Would you translate приемлющий as "tolerant, magnanimous"?


----------



## GCRaistlin

Полагаю, имеется в виду _принимающая_. Правда, так получается тавтология, ибо "непринимающей" ассимиляции не бывает.


----------



## pimlicodude

GCRaistlin said:


> Полагаю, имеется в виду _принимающая_. Правда, так получается тавтология, ибо "непринимающей" ассимиляции не бывает.


Ну, да. Я вижу что приимать и принимать, это варианты того же глагола. Значит, приемлющий это принимающий, но что могло бы значить принимающий в этом контексте? Вот что я имел в виду.


----------



## GCRaistlin

Фактически в этом контексте это слово лишнее.


----------



## Sobakus

Фактически это слово в этом контекстке присутствует и написано фактическим автором, который фактически посчитал его необходимым. Значение этого слова довольно однозначно – «такая, которая не отторгает, а приемлет». Разница с «принимающая» в том, что последнее скорее ощущается как отглагольное причастие с упором на физический процесс, и звучит действительно не очень уместно, а тутошнее «приемлющая» – как прилагательное, образно характеризующее природу этой ассимиляции. 'tolerant' мне как перевод нравится, с оттенком 'benevolent', может быть даже 'open-hearted'.


----------



## nizzebro

Я понимаю это как ассимиляцию, при которой члены целевого общества расположены позитивно, т.е. внутренне  принимают пришельцев; да, tolerant, accepting.

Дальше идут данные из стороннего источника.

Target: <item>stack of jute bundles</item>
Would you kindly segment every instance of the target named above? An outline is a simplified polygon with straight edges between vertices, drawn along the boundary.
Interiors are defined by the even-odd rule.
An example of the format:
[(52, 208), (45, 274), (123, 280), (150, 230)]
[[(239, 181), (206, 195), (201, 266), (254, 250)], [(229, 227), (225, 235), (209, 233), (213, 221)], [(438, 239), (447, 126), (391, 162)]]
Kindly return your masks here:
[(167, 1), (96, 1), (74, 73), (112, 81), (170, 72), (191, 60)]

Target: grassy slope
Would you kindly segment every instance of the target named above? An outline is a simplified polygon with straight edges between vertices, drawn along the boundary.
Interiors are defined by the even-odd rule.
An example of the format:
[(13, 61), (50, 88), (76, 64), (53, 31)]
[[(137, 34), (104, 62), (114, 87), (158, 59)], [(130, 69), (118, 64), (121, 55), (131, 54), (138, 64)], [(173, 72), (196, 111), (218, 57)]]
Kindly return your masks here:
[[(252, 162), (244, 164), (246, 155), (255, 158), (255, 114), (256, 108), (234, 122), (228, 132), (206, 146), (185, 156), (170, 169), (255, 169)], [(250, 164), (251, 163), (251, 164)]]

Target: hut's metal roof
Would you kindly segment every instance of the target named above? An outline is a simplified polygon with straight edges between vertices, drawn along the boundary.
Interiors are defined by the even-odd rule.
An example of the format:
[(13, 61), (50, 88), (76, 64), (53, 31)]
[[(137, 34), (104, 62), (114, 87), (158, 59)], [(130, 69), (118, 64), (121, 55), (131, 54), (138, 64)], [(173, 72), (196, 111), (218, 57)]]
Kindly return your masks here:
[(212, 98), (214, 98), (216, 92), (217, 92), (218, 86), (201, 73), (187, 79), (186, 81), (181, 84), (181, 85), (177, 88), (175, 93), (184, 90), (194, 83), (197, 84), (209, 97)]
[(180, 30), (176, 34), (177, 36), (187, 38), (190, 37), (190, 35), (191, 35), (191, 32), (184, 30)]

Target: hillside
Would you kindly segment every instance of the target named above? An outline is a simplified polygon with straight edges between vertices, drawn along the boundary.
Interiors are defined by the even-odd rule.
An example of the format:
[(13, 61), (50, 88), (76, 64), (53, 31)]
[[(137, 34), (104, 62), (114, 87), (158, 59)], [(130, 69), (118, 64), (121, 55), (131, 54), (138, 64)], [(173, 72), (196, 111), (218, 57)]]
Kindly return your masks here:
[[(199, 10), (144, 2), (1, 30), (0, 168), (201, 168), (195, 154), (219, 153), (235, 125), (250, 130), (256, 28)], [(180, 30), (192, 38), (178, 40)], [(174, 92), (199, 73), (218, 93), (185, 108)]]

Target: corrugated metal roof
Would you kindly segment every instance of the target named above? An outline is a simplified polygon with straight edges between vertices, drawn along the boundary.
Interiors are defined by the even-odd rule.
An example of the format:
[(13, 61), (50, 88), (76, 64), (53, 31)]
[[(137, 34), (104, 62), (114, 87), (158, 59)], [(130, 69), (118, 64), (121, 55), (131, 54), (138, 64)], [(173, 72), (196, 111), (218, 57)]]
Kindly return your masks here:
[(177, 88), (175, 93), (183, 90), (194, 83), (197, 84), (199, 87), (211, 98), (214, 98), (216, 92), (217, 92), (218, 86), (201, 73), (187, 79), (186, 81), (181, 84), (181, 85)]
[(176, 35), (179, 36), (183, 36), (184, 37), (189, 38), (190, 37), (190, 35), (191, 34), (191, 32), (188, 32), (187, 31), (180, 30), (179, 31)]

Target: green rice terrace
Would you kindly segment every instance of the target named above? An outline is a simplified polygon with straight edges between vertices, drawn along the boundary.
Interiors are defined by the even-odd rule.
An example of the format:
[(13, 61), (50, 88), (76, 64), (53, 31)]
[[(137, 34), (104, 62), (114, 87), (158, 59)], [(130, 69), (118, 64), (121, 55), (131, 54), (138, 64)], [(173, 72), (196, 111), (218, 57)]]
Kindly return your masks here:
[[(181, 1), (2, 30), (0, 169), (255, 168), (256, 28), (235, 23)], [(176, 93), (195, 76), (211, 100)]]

Т.е. автор проецирует настроения принимающего общества на саму "ассимиляцию".

Глагол "приемлет" (это - 3 л.ед.ч. наст.вр.) - accepts, embraces (internally), tolerates; этот глагол употребляется только в формах настоящего времени. "Приемлющий", таким образом - причастие/отглагольное прилагательное от этого глагола; но такая активная форма обычно не встречается, в отличие от прилагательного "приемлемый" - acceptable, affordable.


----------



## pimlicodude

Sobakus said:


> Фактически это слово в этом контекстке присутствует и написано фактическим автором, который фактически посчитал его необходимым. Значение этого слова довольно однозначно – «такая, которая не отторгает, а приемлет». Разница с «принимающая» в том, что последнее скорее ощущается как отглагольное причастие с упором на физический процесс, и звучит действительно не очень уместно, а тутошнее «приемлющая» – как прилагательное, образно характеризующее природу этой ассимиляции. 'tolerant' мне как перевод нравится, с оттенком 'benevolent' – ближе всего наверное даже 'open-hearted'.


спасибо - мне нравится перевод open-hearted.


----------



## pimlicodude

nizzebro said:


> Я понимаю это как ассимиляцию, при которой члены целевого общества расположены позитивно, т.е. внутренне  принимают пришельцев; да, tolerant, accepting. Т.е. автор проецирует настроения принимающего общества на саму "ассимиляцию".
> 
> Глагол "приемлет" (это - 3 л.ед.ч. наст.вр.) - accepts, embraces (internally), tolerates; этот глагол употребляется только в формах настоящего времени. "Приемлющий", таким образом - причастие/отглагольное прилагательное от этого глагола; но такая активная форма обычно не встречается, в отличие от прилагательного "приемлемый" - acceptable, affordable.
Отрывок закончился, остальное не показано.